The media buyer knows the number of people that responded to the offer. 200,000 emails were sent and about 16,000 clicked to the page. How many of the 16,000 bought anything?
Now most activity on emails ends after three days. A few response trickle in later than that. If 100 visiitors bought it might be wrong to continue renting the mailing list. If 2000 bought it might be a great list to buy.
Without being able to see this information, the media buyer must make a decision without all the facts. These decisions are as often wrong as right.
The great dot.com fiasco was caused in part by people buying volume and not ensuring that it was profitable.
They lost a little on every sale and tried to make it up on volume.
The fiasco was caused by underwriters making huge fees bringing dotcoms public, blame it on the Morgan Stanleys' of the world.
The efficiency of the web is apparent when you begin to look at the alternative; a traditional bare bones 200,000 piece mailing will run you close to $80,000.00 when you calculate postage, printing and list rental. At 14 grand, you can email that same list almost 6 times.
Are you selling one product or directing the visitors to a shopping cart?

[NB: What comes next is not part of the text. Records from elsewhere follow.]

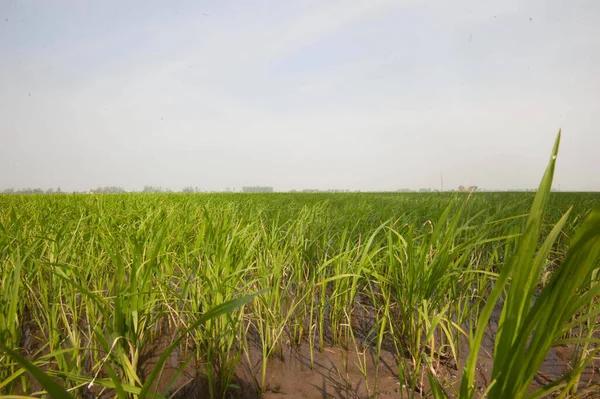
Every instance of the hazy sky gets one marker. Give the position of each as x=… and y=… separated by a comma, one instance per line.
x=370, y=95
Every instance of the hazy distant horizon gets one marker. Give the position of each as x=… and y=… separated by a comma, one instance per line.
x=371, y=96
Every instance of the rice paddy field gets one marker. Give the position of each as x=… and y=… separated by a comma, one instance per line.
x=353, y=295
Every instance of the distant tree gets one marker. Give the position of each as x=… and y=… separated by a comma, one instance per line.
x=151, y=189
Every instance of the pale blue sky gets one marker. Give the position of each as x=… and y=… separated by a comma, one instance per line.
x=370, y=95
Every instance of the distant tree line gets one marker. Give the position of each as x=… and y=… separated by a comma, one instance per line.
x=257, y=189
x=29, y=190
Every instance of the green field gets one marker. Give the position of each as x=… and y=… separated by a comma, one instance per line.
x=91, y=283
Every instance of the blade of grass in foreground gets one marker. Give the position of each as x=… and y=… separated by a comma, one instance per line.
x=217, y=311
x=52, y=387
x=517, y=268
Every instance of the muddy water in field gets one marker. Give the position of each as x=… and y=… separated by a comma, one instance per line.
x=335, y=373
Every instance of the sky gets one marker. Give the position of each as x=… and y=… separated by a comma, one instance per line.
x=361, y=95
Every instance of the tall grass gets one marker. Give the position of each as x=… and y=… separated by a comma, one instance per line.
x=96, y=287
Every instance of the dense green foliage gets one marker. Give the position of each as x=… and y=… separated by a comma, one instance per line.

First, I had to "wrap URLs" so that what were really different requests would get processed as the same request. Specifically I took the session ID out of the URL. That way I know how many times a certain product info page was viewed, not the number of times Joe Blow happened to view it.
Then I wrote some custom processing in Perl to get down to the real e-commerce aspects. For example:
#1. The number of times people see a thumbnail vs. the number of times they ask for more info by clicking on it. I call this "interestingness factor." Things with a good interestingness get clicked on a lot, they must be interesting. (Note, low numbers are good. A number of 1.0 would be ultimate.)
#2. (number of times the info pages was seen) / (# of times the product was actually bought) = the saleability-factor. Again, low numbers are good. I find that even the hottest products have a factor over 100 here.
#3. (number of carts for a given period) / (number of orders for a period) = abandonment-rate. When this is high people are loading up their carts and fleeing the site.
Is there software out there that does this automatically? Not for my system. The way I see it, if you author an ecommerce system, you're not really done until you get into custom log analysis which has to be designed specifically for your system.